Gun news is short today, so I’m going to link to an article over at Instapundit talking about whether Twitter helped destroy the conservative ecosystem. I’m not so sure. I started blogging in 2007, before Twitter was really a thing, and I noticed trouble for the ecosystem before Twitter started getting really popular.

If I had to point out two factors that killed the small blog, it was two things. The first is the disappearance of reliable and timely inbound link tracking like pingbacks. Google can do this, but it’s not as good as what used to be out there. So it’s harder today to tell when a blog is linking to you, in order to keep a conversation among a community going.

The second factor that killed off the small blog was the arrival of commercial blogging. It’s hard for hobbyists to compete against people who are getting paid, and most of those commercial operations came with competent and well-executed SEO strategies that sucked all the Google love out of the room for people who did not have the time or inclination to compete.

I’ve never noticed that Twitter is all that consequential traffic wise for blogs. Maybe other people have different experiences. While my largest referrers are still other blogs, Facebook has been licking the heels of other blogs for a while in terms of where my traffic comes from. A lot of conservative bloggers are abandoning Twitter, and just using it to push links, since Twitter has chosen to take sides in political debates and ban or stifle opposing thought. I never honestly embraced Twitter all that much, except for very brief periods of time. I’d be pleased if the platform went away. It’s tough say anything intelligent in 140 characters or less, so I’m not surprised it tends to appeal to the worst kinds of people.

7 thoughts on “Did Twitter Help Destroy the Small Blog?”

  1. I can’t say I agree that small blogs are dead, though I do agree things would be better with improved feedback.

    I get very little traffic from Facebook unless somebody links something of mine there, and then very briefly. That’s either a good or a bad thing, I guess. Don’t really know.

  2. The loss of Google Reader is also another factor. Yes, there are substitutes but Reader worked very well for me and I found some interesting stuff that way.

  3. It seems to me very-low-friction blogging has a future, but Twitter’s long-term embrace of the SMS message-length limitation has been strange and a cause of unnecessary roughness. I wonder how many people even use the send tweet via SMS, much less receive tweet via SMS features anymore.

  4. >(3) it encourages people to think they’re being “activists” when they’re really just tweeting to a few hundred people.
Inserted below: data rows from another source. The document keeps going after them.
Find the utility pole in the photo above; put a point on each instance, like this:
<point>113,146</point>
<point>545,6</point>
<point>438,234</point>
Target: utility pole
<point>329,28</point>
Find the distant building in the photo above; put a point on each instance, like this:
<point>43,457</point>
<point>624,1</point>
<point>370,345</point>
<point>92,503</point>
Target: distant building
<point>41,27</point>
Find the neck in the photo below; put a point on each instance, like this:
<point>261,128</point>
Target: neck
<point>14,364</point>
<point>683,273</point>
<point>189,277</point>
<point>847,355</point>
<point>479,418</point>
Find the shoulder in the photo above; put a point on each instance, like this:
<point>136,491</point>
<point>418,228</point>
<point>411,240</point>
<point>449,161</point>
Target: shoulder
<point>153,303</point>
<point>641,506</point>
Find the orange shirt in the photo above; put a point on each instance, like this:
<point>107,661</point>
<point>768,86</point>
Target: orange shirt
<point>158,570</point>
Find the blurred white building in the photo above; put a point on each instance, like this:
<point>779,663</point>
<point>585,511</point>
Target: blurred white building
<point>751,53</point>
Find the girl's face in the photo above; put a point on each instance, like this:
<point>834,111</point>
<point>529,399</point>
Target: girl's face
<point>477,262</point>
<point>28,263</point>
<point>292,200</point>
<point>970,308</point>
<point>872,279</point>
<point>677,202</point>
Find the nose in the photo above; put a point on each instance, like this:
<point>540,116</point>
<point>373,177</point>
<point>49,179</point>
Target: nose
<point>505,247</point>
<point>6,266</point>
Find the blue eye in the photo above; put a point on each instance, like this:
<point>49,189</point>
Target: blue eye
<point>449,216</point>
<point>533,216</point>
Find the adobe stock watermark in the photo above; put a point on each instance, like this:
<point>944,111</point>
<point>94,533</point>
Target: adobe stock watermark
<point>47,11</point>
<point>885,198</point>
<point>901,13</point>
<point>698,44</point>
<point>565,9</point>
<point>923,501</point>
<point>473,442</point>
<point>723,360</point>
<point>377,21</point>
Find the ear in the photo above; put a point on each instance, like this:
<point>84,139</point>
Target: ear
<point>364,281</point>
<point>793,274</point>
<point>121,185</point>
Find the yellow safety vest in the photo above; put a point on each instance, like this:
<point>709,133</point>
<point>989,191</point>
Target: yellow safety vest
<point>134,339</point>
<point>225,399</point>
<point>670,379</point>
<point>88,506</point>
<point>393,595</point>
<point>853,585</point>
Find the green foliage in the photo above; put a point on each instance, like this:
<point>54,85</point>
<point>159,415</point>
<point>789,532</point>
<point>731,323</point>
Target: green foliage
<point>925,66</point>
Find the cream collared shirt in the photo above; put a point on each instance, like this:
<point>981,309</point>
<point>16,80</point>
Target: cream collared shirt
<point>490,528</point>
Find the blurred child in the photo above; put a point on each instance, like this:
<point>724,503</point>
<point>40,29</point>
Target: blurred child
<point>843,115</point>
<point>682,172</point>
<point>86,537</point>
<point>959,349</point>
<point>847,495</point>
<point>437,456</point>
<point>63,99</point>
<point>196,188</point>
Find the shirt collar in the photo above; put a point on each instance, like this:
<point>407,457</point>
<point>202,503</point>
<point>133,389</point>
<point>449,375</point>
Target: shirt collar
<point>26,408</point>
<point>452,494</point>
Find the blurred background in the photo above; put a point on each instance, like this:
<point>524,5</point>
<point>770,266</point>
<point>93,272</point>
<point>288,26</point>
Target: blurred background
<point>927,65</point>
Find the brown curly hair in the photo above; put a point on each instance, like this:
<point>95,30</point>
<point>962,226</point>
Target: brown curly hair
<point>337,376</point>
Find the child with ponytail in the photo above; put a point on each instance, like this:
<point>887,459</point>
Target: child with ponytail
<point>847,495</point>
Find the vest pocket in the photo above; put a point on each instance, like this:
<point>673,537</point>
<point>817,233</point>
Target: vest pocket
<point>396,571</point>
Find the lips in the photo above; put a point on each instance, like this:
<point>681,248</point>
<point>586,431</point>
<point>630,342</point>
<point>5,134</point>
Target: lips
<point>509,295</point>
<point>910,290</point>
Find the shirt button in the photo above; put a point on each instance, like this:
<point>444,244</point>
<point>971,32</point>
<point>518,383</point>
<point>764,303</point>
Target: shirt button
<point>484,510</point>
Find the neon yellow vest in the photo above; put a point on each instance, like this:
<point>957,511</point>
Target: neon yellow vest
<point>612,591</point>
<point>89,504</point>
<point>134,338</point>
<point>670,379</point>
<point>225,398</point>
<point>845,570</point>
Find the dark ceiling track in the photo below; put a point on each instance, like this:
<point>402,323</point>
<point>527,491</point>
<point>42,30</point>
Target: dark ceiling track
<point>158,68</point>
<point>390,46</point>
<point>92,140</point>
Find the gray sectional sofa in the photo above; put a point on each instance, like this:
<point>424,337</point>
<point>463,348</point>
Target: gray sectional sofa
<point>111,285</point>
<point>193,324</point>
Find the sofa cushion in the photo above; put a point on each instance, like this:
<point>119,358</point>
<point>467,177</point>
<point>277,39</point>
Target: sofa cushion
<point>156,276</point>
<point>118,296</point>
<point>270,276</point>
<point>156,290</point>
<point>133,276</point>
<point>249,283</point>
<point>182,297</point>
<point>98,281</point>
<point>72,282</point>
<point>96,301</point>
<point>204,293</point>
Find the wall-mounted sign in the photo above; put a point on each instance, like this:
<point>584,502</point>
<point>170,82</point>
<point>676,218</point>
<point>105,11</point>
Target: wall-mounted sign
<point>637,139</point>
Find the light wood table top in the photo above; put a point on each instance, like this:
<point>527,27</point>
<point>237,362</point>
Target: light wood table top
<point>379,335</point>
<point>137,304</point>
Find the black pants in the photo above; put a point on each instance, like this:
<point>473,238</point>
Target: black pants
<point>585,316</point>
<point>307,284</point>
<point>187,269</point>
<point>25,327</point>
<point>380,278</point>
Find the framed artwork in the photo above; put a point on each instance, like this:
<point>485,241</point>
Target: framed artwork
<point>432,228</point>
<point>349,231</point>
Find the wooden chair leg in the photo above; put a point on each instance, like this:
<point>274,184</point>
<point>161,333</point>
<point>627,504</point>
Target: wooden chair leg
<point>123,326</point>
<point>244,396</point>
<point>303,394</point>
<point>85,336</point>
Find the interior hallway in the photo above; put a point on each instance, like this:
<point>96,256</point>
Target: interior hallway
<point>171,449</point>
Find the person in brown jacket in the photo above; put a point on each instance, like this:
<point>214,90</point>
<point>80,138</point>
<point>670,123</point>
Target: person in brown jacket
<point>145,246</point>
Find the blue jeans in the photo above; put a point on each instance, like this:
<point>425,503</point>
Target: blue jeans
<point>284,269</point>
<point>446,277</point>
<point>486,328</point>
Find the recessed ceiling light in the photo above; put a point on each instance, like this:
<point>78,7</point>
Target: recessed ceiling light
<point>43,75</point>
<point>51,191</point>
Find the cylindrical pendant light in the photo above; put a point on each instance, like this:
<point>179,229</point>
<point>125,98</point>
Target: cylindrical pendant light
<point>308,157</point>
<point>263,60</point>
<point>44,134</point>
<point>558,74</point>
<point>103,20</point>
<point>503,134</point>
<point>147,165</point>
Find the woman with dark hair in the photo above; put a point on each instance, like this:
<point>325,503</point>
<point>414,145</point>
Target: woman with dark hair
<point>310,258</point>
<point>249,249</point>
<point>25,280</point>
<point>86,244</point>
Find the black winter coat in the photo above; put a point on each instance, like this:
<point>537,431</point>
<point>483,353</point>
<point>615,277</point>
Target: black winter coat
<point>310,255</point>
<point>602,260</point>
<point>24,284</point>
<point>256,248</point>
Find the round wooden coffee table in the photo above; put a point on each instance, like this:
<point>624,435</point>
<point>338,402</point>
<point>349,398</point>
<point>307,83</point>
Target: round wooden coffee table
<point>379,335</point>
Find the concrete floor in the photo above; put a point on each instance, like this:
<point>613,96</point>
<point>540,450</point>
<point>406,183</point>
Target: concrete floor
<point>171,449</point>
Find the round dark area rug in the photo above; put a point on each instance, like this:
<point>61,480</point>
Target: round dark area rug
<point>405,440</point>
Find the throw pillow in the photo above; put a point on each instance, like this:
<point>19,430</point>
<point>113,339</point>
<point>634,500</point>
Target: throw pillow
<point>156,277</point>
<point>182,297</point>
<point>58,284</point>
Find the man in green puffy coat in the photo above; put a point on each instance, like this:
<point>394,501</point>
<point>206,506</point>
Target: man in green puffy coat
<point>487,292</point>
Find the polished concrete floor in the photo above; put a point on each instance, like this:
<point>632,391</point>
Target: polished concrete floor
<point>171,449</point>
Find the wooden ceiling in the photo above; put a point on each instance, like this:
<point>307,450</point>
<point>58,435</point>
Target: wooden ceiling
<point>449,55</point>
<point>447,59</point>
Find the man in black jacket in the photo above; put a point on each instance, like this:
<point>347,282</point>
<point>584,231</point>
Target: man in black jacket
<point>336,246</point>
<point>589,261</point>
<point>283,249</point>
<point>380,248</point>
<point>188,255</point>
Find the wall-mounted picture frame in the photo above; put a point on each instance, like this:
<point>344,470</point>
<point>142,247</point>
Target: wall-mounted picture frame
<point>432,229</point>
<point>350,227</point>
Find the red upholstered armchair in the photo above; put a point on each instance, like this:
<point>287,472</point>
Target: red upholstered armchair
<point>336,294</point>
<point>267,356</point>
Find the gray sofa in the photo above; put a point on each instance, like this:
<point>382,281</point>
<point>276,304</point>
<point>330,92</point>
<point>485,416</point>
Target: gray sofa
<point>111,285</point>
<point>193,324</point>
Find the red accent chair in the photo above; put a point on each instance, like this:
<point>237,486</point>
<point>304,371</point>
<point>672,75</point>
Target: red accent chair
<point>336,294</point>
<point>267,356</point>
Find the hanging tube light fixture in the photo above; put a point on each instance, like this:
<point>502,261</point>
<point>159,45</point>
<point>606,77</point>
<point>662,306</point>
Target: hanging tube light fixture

    From my experience in smallblogging, the only difference is that it’s “a few dozen” instead of a few hundred.

    There are still some tremendously popular personal blogs–even new ones like Slatestarcodex and Popehat. But a lot of the old group blogs have pulled a Volokh or moved to social media.

    John talks about Google Reader, but only nerds used that–most people don’t even know what RSS is.
    The vast horde of filthy casuals are increasingly not even using the actual internet in favour of facebook and other social media portals.

  5. Twitter is good for sports news and getting a haha from some of the parodies and that’s about it

  6. “…I’d be pleased if the platform went away…”

    Not me. I don’t use Facebook at all. But I have a Twitter account because it’s a really fast way to see what’s happening news-wise. Most news sources I care about tweet about their stories. And if something big happens news-wide, it bubbles to the top of the list of tweets by sheer numbers.